Hay algo que los bienaventurados (es decir, los que tienen hambre y sed de justicia) no pueden soportar: que les consuelen con engaños y palabras vanas y que encima les traten de impacientes, resentidos y pesimistas. Sean optimistas -y enhorabuena- los que tienen motivo para ello, puesto que legítima o ilegítimamente (que de todo hay) están comiéndose el pan del país, pero permítase a los de abajo que al menos tomen conciencia de lo que a ellos les está sucediendo y que así lo digan. El aumento de la riqueza nacional, del paro y de los salarios son datos estadísticos que no afectan por igual a todos los españoles y que a algunos no les afectan en absoluto. Si a unos les toca participar del paro y a otros beneficiarse del progreso económico, ¿cómo van a pensar lo mismo?

Al llegar a este punto parecen ya demasiado simples los planteamentos binarios de pesimismo-optimismo, y tenemos que movernos en categorías más complejas, como la sinceridad, la honestidad y el coraje. Porque no es honesto silenciar una situación que se cree deplorable; hay que ser sinceros en lo público y no entrar en el doble juego de lo que se reconoce entre iniciados y se esconde para la masa de los ciudadanos; hay que tener el coraje de arrostrar el reproche oficial y, eventualmente, el social.
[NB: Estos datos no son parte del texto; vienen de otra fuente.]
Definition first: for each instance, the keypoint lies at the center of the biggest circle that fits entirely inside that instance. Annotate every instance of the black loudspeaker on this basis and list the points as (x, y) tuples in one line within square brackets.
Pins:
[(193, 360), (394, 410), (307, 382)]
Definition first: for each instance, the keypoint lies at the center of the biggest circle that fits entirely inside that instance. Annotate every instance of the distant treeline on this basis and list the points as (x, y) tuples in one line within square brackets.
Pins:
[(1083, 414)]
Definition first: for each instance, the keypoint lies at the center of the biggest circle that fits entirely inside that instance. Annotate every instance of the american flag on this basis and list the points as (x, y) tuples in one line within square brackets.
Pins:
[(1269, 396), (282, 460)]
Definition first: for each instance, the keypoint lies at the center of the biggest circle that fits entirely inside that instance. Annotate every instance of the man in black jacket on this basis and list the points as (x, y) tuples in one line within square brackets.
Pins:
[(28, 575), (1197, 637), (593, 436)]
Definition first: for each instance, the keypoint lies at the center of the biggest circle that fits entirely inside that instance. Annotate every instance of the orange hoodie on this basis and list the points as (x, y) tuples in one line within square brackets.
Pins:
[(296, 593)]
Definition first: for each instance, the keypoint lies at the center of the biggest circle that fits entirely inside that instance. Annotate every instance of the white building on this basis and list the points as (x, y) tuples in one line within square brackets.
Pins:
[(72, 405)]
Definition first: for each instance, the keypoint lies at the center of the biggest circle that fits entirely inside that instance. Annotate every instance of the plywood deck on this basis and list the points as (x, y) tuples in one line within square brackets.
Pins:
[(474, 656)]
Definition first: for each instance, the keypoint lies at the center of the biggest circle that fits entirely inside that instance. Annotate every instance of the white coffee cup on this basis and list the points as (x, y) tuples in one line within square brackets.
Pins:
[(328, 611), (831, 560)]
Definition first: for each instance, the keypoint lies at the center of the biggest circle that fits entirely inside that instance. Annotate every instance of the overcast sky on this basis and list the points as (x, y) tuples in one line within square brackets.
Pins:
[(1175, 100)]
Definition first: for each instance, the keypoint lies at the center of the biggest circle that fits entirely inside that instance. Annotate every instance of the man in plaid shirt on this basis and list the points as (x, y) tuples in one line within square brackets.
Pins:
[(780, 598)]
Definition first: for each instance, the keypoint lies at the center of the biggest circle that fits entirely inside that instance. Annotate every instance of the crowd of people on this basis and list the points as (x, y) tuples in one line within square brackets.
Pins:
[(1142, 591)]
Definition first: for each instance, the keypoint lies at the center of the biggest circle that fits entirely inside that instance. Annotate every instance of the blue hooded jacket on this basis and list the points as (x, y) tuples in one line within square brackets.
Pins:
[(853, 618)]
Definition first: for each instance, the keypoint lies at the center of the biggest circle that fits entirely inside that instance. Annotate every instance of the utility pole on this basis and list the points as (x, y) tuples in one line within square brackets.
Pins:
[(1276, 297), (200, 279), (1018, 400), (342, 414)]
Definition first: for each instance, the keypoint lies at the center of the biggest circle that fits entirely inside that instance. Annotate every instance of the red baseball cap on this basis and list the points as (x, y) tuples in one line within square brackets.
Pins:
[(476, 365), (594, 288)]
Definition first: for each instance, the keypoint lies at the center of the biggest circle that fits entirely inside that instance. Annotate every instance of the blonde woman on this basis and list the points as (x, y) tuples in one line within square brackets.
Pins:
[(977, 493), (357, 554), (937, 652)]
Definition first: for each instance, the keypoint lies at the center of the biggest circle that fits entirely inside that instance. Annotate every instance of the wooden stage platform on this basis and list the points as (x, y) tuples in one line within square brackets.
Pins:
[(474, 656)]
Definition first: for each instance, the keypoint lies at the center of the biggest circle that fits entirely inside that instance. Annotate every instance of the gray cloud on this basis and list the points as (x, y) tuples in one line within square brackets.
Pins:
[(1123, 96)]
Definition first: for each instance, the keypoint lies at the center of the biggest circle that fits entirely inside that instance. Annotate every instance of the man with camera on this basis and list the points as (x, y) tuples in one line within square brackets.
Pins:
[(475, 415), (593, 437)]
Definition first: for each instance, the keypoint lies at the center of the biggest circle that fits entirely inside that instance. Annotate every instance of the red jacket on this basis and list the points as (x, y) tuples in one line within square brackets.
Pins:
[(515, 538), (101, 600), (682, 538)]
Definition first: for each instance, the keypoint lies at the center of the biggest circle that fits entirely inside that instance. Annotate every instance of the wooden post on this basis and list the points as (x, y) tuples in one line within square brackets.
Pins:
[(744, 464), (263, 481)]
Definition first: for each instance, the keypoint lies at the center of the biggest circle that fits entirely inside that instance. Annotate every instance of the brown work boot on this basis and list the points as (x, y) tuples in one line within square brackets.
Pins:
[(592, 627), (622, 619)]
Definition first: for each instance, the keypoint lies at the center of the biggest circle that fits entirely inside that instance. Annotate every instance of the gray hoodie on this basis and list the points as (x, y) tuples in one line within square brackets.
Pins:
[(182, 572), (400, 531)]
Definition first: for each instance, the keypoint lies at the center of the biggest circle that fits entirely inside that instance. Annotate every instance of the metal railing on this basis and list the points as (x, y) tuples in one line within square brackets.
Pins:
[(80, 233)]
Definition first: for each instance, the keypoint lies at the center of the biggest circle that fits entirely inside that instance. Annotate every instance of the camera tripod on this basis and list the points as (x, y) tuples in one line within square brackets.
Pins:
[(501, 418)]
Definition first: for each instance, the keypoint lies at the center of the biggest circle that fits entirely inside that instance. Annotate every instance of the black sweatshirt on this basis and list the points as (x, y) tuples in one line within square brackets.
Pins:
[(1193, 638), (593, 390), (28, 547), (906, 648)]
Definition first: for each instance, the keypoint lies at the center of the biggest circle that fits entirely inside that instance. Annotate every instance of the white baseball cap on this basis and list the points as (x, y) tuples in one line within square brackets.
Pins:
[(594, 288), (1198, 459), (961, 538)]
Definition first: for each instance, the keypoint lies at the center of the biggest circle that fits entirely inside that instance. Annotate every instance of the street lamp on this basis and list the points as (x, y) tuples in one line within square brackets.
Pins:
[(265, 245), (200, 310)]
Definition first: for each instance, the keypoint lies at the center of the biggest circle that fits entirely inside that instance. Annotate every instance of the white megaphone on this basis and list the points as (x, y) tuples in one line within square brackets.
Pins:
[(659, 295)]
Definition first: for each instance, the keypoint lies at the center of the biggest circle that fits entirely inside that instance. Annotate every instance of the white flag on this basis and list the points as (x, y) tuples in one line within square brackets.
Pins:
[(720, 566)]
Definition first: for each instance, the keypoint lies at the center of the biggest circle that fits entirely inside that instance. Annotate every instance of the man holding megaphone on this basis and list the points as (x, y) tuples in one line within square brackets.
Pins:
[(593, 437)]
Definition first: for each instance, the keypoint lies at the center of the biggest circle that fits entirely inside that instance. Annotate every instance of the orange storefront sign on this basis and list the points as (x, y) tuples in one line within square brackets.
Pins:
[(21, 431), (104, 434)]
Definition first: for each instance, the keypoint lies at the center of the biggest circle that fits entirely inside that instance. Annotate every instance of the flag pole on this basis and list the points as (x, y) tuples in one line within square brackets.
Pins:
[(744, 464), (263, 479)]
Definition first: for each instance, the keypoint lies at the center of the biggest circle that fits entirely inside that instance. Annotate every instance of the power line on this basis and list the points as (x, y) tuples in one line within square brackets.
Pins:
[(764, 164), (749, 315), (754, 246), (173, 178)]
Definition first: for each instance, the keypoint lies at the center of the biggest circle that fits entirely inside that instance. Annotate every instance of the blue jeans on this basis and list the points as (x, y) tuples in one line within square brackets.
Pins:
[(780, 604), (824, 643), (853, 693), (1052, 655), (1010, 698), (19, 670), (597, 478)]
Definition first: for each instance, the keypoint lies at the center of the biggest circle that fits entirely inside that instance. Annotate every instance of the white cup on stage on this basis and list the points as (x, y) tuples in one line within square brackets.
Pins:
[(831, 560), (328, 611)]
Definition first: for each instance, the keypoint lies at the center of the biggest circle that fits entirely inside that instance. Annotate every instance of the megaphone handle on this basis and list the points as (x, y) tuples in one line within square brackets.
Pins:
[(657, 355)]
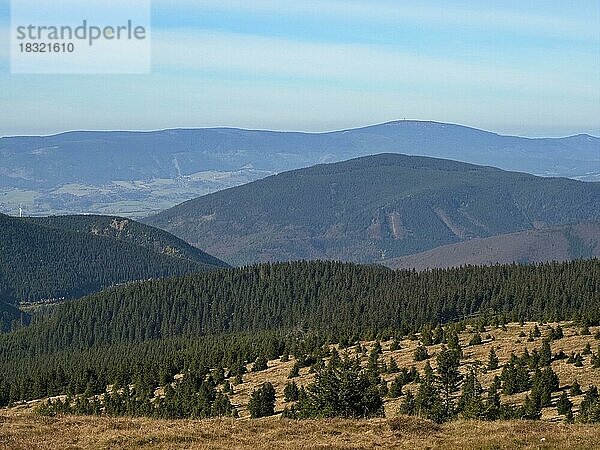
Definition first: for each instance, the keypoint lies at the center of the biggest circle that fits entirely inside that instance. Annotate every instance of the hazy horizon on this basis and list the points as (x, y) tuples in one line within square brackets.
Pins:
[(519, 69), (325, 131)]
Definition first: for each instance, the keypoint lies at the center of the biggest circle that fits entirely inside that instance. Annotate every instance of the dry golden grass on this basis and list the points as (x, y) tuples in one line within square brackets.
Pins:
[(504, 343), (21, 428), (28, 432)]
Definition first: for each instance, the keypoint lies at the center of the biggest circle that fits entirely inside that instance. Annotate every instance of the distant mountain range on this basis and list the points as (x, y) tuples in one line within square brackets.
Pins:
[(564, 243), (375, 208), (67, 257), (138, 173)]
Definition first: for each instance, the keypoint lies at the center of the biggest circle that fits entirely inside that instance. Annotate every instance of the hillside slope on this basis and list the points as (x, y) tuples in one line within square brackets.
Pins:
[(531, 246), (137, 173), (39, 262), (374, 208), (132, 232)]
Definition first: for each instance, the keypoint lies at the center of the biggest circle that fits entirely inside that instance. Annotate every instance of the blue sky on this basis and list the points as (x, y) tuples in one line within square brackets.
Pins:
[(516, 67)]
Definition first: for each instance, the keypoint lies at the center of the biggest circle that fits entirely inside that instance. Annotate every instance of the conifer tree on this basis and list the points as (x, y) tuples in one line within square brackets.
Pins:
[(492, 360), (262, 401)]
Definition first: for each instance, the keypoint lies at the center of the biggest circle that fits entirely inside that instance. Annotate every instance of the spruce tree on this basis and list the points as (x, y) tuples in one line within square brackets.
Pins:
[(492, 360), (262, 401)]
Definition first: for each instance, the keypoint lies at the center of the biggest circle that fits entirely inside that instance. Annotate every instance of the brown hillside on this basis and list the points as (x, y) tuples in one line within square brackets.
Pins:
[(530, 246)]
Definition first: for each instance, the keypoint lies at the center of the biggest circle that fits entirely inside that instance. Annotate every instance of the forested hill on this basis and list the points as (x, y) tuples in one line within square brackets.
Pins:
[(148, 331), (562, 243), (333, 298), (130, 231), (39, 262), (374, 208)]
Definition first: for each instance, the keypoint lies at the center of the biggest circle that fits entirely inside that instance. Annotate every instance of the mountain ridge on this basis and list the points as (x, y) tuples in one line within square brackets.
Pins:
[(138, 173), (373, 208), (41, 262)]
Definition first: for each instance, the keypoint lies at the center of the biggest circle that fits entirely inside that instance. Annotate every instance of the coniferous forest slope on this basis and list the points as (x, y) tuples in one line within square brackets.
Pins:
[(68, 257), (232, 316), (374, 208)]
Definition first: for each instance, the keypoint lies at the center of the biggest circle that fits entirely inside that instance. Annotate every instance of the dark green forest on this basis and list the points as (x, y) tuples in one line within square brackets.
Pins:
[(151, 330), (40, 262)]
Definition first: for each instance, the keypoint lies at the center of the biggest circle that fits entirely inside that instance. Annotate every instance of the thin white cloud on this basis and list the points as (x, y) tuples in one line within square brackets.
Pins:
[(437, 13)]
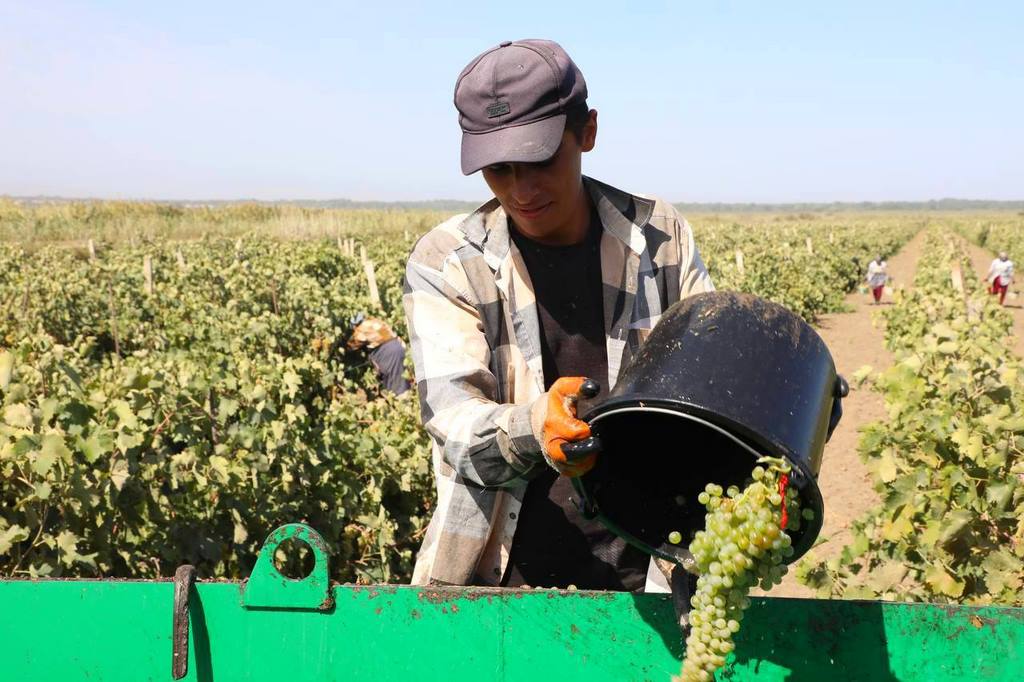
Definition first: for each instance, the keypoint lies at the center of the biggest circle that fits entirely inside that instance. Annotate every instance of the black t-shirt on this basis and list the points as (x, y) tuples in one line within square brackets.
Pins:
[(554, 545)]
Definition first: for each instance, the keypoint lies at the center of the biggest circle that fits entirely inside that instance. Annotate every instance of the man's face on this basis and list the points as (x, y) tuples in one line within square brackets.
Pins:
[(543, 199)]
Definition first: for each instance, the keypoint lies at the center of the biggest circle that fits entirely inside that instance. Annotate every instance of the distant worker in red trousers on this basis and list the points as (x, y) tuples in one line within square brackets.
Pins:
[(1000, 273), (878, 275)]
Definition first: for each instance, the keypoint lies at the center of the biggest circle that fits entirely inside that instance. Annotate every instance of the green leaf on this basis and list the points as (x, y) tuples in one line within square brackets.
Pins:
[(53, 445), (887, 466), (68, 543), (955, 522), (1003, 570), (6, 369), (125, 415), (10, 537), (18, 416), (119, 473), (95, 446), (943, 583), (43, 462)]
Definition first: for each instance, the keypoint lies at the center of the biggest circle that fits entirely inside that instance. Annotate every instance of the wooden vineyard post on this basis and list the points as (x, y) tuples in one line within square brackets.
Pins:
[(147, 273), (368, 266)]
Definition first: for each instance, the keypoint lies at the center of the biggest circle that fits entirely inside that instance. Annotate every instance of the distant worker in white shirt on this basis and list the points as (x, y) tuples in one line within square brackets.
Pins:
[(878, 275), (1000, 273)]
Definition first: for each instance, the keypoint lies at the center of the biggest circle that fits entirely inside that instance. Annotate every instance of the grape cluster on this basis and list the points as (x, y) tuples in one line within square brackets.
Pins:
[(741, 546)]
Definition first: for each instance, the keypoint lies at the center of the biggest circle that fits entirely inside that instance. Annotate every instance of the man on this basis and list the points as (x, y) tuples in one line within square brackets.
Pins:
[(1000, 273), (509, 307), (385, 350), (877, 278)]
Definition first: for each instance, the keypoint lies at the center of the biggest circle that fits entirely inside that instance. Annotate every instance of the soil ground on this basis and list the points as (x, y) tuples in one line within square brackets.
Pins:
[(855, 339)]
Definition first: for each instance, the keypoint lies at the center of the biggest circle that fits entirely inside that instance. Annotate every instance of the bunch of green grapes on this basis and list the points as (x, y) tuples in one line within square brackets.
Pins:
[(743, 545)]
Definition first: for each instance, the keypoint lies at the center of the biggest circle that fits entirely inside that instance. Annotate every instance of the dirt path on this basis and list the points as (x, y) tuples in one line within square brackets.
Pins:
[(980, 259), (855, 339)]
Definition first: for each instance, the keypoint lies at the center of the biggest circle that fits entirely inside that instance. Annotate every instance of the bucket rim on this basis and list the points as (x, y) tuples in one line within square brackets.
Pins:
[(800, 476)]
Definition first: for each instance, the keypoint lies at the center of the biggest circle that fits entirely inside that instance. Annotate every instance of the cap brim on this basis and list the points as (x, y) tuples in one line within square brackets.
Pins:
[(527, 143)]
Frente al deterioro social y de las instituciones cabe la reacción individual del sálvese quien pueda: mandaremos a nuestros hijos a la escuela y a la universidad privadas, contrataremos un servicio propio de correos y de vigilancia, nos serviremos de funcionarios corruptos y, en fin, nos iremos a vivir a un chalé de la sierra para escapar de la polución urbana. Viviendo así no tendremos necesidad de denunciar nada y nadie podrá tacharnos de pesimistas, antes al contrario, puesto que estamos demostrando que las cosas no son tan graves. Pero también cabe solidarizarse con quienes dependen de esos servicios deteriorados, y denunciar lo que todos los ciudadanos, salvo los privilegiados, están padeciendo sin escapatoria. Esto, a mi juicio, no es pesimismo, sino, pura y simplemente (aunque la expresión parezca retórica), un deber cívico. Porque, sin presumir de héroes (lo que hoy, felizmente, resultaría grotesco), hace falta un cierto valor cívico para señalar a la realidad con el dedo y llamar a las cosas por su nombre: ese nombre que muchos fingen ignorar, muy pocos tienen la oportunidad de proclamar a los cuatro vientos desde un periódico y menos aún se atreven a hacerlo. ¿Para qué están los periódicos: para decir lo que la gente siente y piensa, o para distraer con embelecos y con cuestiones que a nadie importan?